Dexamethasone and indomethacin modify endotoxin-induced respiratory failure in pigs.

作者信息

Olson N C, Brown T T, Anderson D L

出版信息

J Appl Physiol (1985). 1985 Jan;58(1):274-84. doi: 10.1152/jappl.1985.58.1.274.

Abstract

We studied the porcine pulmonary response to endotoxemia before and after administration of nonsteroidal antiinflammatory drugs (NSAID, i.e., indomethacin or flunixin meglumine) or dexamethasone (DEX). Escherichia coli endotoxin was infused intravenously into anesthetized 10- to 12-wk old pigs for 4.5 h. In endotoxemic pigs, the phase 1 (i.e., 0-2 h) increases in pulmonary arterial pressure, pulmonary vascular resistance (PVR), and alveolar-arterial O2 gradient and the decreases in cardiac index (CI) and lung dynamic compliance (Cdyn) were blocked by NSAID. Thus phase 1 changes were cyclooxygenase dependent. Furthermore, these effects were blocked or greatly attenuated by DEX. During phase 2 of endotoxemia (i.e., 2-4.5 h), the increased PVR and decreased CI and Cdyn were not blocked by NSAID but were attenuated by DEX, suggesting the presence of cyclooxygenase-independent metabolites. Both NSAID and DEX blocked the endotoxin-induced increases in lung water, bronchoalveolar lavage (BAL) neutrophil, and BAL albumin content.
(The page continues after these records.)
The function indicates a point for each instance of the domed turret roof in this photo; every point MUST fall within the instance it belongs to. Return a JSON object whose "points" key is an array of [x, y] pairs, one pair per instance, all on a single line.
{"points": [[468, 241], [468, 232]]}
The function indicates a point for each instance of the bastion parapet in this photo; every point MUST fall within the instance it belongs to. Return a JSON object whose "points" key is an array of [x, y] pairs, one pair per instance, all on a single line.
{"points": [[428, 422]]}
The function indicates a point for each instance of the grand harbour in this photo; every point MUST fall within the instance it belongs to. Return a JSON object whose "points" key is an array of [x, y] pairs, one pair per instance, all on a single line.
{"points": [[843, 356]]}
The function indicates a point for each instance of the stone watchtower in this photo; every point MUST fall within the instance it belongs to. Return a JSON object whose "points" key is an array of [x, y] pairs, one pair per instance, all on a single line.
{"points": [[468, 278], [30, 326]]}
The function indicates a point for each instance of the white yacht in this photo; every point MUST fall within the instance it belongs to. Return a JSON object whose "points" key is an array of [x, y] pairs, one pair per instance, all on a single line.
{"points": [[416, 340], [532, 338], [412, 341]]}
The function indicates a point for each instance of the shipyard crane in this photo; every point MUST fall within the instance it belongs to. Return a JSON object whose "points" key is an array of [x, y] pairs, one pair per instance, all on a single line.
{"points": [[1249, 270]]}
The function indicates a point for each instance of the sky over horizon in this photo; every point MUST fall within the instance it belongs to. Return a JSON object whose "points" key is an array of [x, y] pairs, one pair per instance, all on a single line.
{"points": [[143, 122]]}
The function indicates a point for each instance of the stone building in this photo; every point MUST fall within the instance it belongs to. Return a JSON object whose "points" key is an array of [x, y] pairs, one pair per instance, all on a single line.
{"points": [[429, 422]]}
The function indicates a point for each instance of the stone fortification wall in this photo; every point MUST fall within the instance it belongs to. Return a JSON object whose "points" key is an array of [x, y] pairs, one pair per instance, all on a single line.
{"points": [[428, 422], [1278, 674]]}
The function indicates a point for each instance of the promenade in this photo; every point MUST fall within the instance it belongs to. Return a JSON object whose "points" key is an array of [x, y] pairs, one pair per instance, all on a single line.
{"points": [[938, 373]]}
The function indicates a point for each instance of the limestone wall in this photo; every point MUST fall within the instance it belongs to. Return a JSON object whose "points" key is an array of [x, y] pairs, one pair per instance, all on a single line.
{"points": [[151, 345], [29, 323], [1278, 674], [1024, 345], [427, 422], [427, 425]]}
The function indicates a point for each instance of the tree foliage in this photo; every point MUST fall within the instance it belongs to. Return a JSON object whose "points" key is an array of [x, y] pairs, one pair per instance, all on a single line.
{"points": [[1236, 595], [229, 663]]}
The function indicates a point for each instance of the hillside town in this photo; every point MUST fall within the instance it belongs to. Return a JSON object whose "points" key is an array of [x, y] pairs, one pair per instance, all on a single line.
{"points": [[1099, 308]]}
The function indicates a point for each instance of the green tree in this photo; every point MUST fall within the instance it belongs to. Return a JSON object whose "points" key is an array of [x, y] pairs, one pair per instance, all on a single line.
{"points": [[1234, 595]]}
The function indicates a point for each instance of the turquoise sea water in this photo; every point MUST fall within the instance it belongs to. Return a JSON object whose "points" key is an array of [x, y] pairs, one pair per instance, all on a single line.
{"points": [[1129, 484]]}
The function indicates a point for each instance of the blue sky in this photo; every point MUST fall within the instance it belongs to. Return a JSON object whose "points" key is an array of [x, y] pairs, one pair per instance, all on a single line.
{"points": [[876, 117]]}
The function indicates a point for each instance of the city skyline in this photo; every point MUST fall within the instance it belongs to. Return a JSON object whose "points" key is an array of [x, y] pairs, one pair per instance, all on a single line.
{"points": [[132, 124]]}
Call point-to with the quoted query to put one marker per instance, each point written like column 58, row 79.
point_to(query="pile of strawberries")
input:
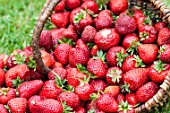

The fall in plasma proteins persisted in NSAID but not DEX-treated pigs. We conclude that endotoxemia in the pig causes severe acute respiratory failure largely mediated by cyclooxygenase and possibly lipoxygenase products of arachidonic acid metabolism.

摘要

我们研究了非甾体抗炎药(NSAID,即吲哚美辛或氟尼辛葡甲胺)或地塞米松(DEX)给药前后猪对内毒素血症的肺反应。将大肠杆菌内毒素静脉注入10至12周龄的麻醉猪体内,持续4.5小时。在内毒素血症猪中,肺动脉压、肺血管阻力(PVR)和肺泡-动脉氧梯度在第1阶段(即0至2小时)的升高以及心脏指数(CI)和肺动态顺应性(Cdyn)的降低被NSAID阻断。因此,第1阶段的变化是依赖环氧化酶的。此外,这些作用被DEX阻断或大大减弱。在内毒素血症的第2阶段(即2至4.5小时),PVR升高以及CI和Cdyn降低未被NSAID阻断,但被DEX减弱,这表明存在不依赖环氧化酶的代谢产物。NSAID和DEX均阻断了内毒素诱导的肺水、支气管肺泡灌洗(BAL)中性粒细胞和BAL白蛋白含量的增加。血浆蛋白的下降在NSAID处理的猪中持续存在,但在DEX处理的猪中不存在。我们得出结论,猪的内毒素血症会导致严重的急性呼吸衰竭,这在很大程度上是由花生四烯酸代谢的环氧化酶和可能的脂氧化酶产物介导的。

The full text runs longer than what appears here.